On the eve of Australia Day in 2016 , Terry Fewtrell, President of the Wattle Day Association, suggested that 'we have another way of celebrating Australia, but one that completes rather than competes with Australia Day. Let us think of National Wattle Day as an Australia Day that takes the nation forward'.
Read Terry's article, 'Australian Days' in full - click here.
Wattle - a symbol of Australia for more than a century
Wattle has been a heart-felt symbol of Australian and Australians for more than one hundred years and there are many moving stories from the First World War including the campaign on the Gallipoli Peninsula in what is now modern Turkey.
The Allies landed there on 25 April 1915 and the last troops left before dawn on 20 December 1915. On 16 December 1915, three days before the final evacuation, Chaplain Walter Dexter, walked around the ANZAC cemeteries leaving behind him something of Australia:
…I went up the gullies and through the cemeteries, scattering silver wattle seed. If we have to leave here, I intend that a bit of Australia, shall be here. I soaked the seed for about 20 hours, and they seem to be well and thriving.
[Chaplain Walter Dexter, 16-17 December 1915, AWM PR00248]
Photo: Courtesy of the Australian War Memorial
Walter Dexter departed for Egypt on Saturday 18 December 1915.

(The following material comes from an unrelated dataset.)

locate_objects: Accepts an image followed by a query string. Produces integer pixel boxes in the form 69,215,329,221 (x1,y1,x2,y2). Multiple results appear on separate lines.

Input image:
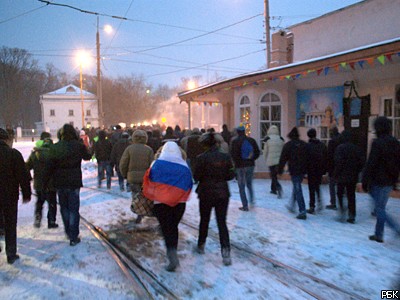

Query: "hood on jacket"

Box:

[Anglican chaplain Walter Ernest Dexter was one of the longest-serving padres, enlisting in the AIF in September 1914 and serving until July 1920. He was also the most highly decorated chaplain in the Australian Army, being awarded the Distinguished Service Order and Military Cross, as well as being Mentioned in Despatches. He was also responsible for mapping the cemeteries on Gallipoli before the Anzacs were evacuated in 1915.] Source: https://www.awm.gov.au/encyclopedia/chaplains/first/
National Wattle day - a celebration for all Australians
Australia celebrates National Wattle Day on 1 September (the first day of spring) and its significance derives from its simplicity. Terry Fewtrell, President of the Wattle Day Association, says that “Wattle and National Wattle Day are unique celebrations of Australia, uncluttered by historical or cultural baggage because wattle comes from our land and is a symbol of that land”.

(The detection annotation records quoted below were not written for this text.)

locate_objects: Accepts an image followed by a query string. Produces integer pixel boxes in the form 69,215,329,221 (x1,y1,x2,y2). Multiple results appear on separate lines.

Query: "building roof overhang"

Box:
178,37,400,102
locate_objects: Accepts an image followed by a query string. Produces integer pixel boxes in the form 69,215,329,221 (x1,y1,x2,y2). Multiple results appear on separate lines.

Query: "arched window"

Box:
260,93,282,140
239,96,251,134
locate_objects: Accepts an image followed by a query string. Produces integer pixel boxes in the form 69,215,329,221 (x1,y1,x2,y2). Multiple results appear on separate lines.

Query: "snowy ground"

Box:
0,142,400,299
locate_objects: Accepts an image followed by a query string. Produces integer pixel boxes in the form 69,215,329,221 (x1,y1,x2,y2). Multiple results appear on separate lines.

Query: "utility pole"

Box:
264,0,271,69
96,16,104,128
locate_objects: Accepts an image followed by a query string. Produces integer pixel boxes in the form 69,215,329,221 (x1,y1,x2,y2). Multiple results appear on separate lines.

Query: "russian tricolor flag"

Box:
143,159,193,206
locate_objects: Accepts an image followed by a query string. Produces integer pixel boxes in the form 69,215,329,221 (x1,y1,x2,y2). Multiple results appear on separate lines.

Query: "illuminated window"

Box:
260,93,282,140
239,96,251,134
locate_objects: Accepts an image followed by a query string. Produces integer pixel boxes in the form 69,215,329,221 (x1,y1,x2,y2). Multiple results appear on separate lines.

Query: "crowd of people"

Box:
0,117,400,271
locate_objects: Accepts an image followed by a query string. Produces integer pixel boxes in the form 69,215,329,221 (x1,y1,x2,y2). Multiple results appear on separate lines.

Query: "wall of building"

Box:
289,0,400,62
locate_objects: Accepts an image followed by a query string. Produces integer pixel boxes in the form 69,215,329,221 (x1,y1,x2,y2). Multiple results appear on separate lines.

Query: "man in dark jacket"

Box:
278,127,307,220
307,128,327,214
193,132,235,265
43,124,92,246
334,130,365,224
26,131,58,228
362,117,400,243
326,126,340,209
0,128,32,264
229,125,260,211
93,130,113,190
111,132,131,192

Why today (1 September) should be Australia Day
'Is there any more Australian sign of spring than wattle trees blossoming across the country, our national flower’s bright yellow blooms against the green of its leaves, the inspiration for our Australian colours of green and gold?', asks Tammy Solonec, indigeneous Peoples' Rights Manager for Amnesty international Australia.
Celebrations in 2015
2015 Golden Wattle Award winners - Mick Fanning and Julian Wilson
Surfers Mick Fanning and Julian Wilson are joint winners of the 2015 Golden Wattle Award. The award is conferred around the time of National Wattle Day (1 September) each year by the Wattle Day Association to recognise a person who has brought Gold to Australia through their actions or achievements. In the case of Julian and Mick, the award recognises and honours their courage, mateship and fortitude in their responses to the recent shark attack at Jeffreys Bay in South Africa on 20 July 2015.

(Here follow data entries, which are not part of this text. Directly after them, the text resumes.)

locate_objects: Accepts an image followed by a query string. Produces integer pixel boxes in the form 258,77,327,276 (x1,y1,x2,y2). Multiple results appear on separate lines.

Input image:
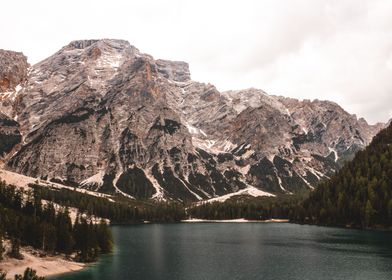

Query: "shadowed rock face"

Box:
0,113,22,159
0,49,29,92
0,40,383,201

Julian Wilson (in red) hugs Mick Fanning, who was attacked by a shark
during the fInal of the J-Bay Open at on 20 July 2015. Photo: World Surf League/Kirstin Scholtz
The award is an honorary one, there being no physical prize or monetary component. It does, however, endow the winners with honourable recognition of their work or actions as being noble and expressing the best of the Australian spirit.
Previous recipients of this award have included VC winner Ben Roberts-Smith (2014), Mel Irons a Tasmanian student and community activist (2013), Nobel Prize winner Professor Brian Schmidt (2012) and Tour De France Winner Cadell Evans (2011).
The Golden Wattle Award is an honorary recognition of the achievements of an Australian whose contributions in the past 12 months deserve special acknowledgement by Australians.
Determination of the award is based on an outstanding or exceptional contribution to Australia (the land) or the Australian Spirit (the people) in or from any field.